Because the Father created Bao first, he had many weaknesses. But his major failing was the inability to walk away from injustice. And everywhere he looked on Viant, someone was being held against their will or being forced to do something they didn’t want to do. He couldn’t save everybody unless he took out the primary source of this misery.

Which meant he didn’t have time to concentrate his efforts on the house across the road.

But because the Father engineered BaOBy with ALL the master abilities, he could do a little of everything. He saw their future if he didn’t help. He felt every violation of their bodies—and every death—as if it were his own. What he struggled with at the moment was seeing what he could do to change their future.

He was getting a headache. If he didn’t stop running scenarios in his head, his nose would bleed. He knew he was more emotional than the others. All this misery… hurt him. Bao was also more dependent on routine than his brothers. He was more fragile than all of them. Sighing, he shifted his body, trying to get more comfortable. Something was digging into his upper back.

Bao took a deep breath. The overly sweet scent of the Viant Violeta reminded him that the Andaran drugged the air. While he had some natural immunity, it was obvious it wasn’t enough. Bao sent a mental call out to his brothers. Warning them all about how the scent made him doubt himself. He asked that they search the hover for re-breathers or find something in the markets they could adapt to filter the air. It seemed the longer they were on this planet, the more the scent affected them.

He needed to refocus. To forcefully push away his faults and remember what made him strong. They definitely needed air filtration.

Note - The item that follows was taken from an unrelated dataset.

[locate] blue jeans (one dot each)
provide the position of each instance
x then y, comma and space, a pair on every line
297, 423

One thing he was most proud of… was captaining their ship. The DoMicile was not just their home—it was their livelihood. Bao enjoyed managing the ship, the men, and the jobs they took. Homesickness overwhelmed him. He missed his ship and his brothers. Along the mental connection that tied them all together, he knew ReBOrB was worried about the woman he’d gone to rescue. Time had runout, and they planned to escape tonight. But Reb was concerned she hadn’t recuperated enough. Even though she’d been in the Viant Health Center for many days.

It was the same number of days he’d been on this roof. Bao reinforced his belief that Reb would figure it out. He wouldn’t allow the damn drug to take him down.

At the rustle of fabric, Bao’s eyes snapped open. He resisted the urge to sit up, trying to pinpoint the intruder’s location. His body trembled—his mating marks itched.

“I thought you were a prisoner,” he whispered. Bao couldn’t resist taking a deep breath, this time seeking the scent of his mate.

Catalina

She’d been a prisoner on this planet for years. Some of those years hadn’t been bad. Catalina had done the work she loved and been treated well. Not great. But she hadn’t been beaten. Or raped.

In the beginning, they gave her food to eat and a private, tiny room of her own. Her first owner listened when she told him she had trouble sleeping at night. Suggesting that if he gave her a room with a bed, a lamp, and a desk… she could work when she couldn’t sleep.

When her old master was forced to give her to the Andaran, her preference for working late into the night was seen as a benefit. So, nothing changed but the man holding her captive and the location of her room.

The Andaran gave her the title of assistant, but she was his slave. Cat started working for him before he came into power. Before he systematically destroyed the fifteen men who made up Viant’s Ruling Committee.